Ok, I am admitting it....we have baby fever. My husband has had baby fever for a long time, and early in our dating relationship discussed how much he was looking forward to having kids together. I really don't know how I got on board with the whole thing, I feel like my uterus is overpowering my personality recently. I am that person who always swore that you shouldn't even be thinking about kids during your first year of marriage....but....we've been talking about it. Not because we're necessarily planning on getting pregnant NOW, but because we want an overall game plan (also, my husband just turned 29, or 30 by Chinese age calculations...he has started feeling old, hehe). There are a lot of things to figure out before having kids, and double that with a cross-cultural kid...which country will it be a citizen of? Which country should it grow up in? Which language will who speak when and in which environment? etc. etc. Adoption is of course still very important to me, but still have years until I am eligible to adopt from most countries.
Anyways....my concession that we should start preparing has been that we've both been doing some reading (see above photo). I should note that my husband was extremely excited that I bought a pregnancy/baby book to read, and then I found the book in the photo above (Chinese translation of the book "Dad's Pregnant Too" 爸爸也怀孕) and said if I was going to read, he needed to as well (he is not much of a reader, but he promptly began looking through it....and turned to the chapter dealing with Having Sex While Pregnant...yep, typical guy ).

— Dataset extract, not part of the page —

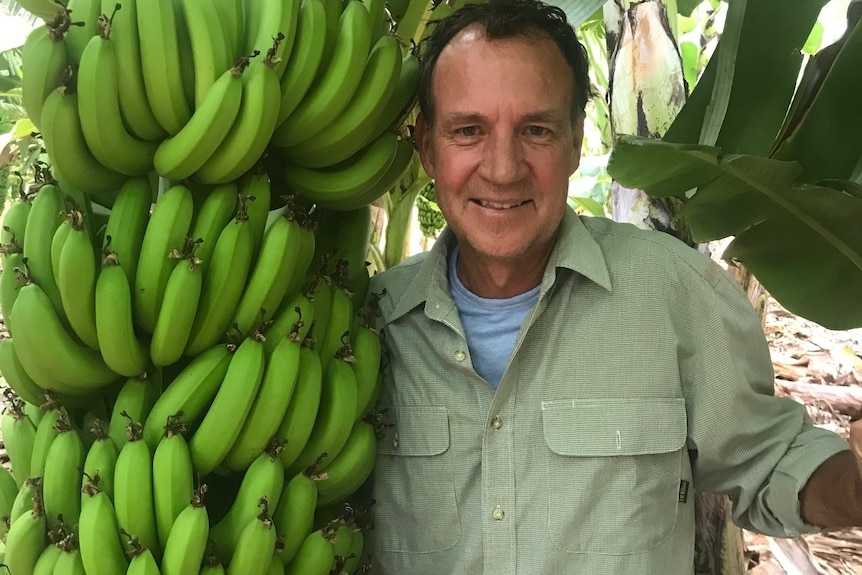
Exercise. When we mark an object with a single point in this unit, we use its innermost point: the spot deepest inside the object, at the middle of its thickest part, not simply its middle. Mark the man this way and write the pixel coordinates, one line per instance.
(559, 387)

My husband went from wanting to have at least three kids with me to not wanting to have any for the time being (due to money worries and because he was afraid that I'm not healthy enough for having babies) to maybe 1 or 2. He'd love to have twins, less work in the long run, as he says. I wasn't very smitten with the idea of having babies so early into our marriage, but kind of started to like the idea (I like the idea of being a younger mum rather than an older one, as in that way the age difference between me and my kids won't be that big – not saying that being older when having kids is bad). But you're right, there's a lot more you have to consider in a multi-cultural relationship than if you're both from the same country.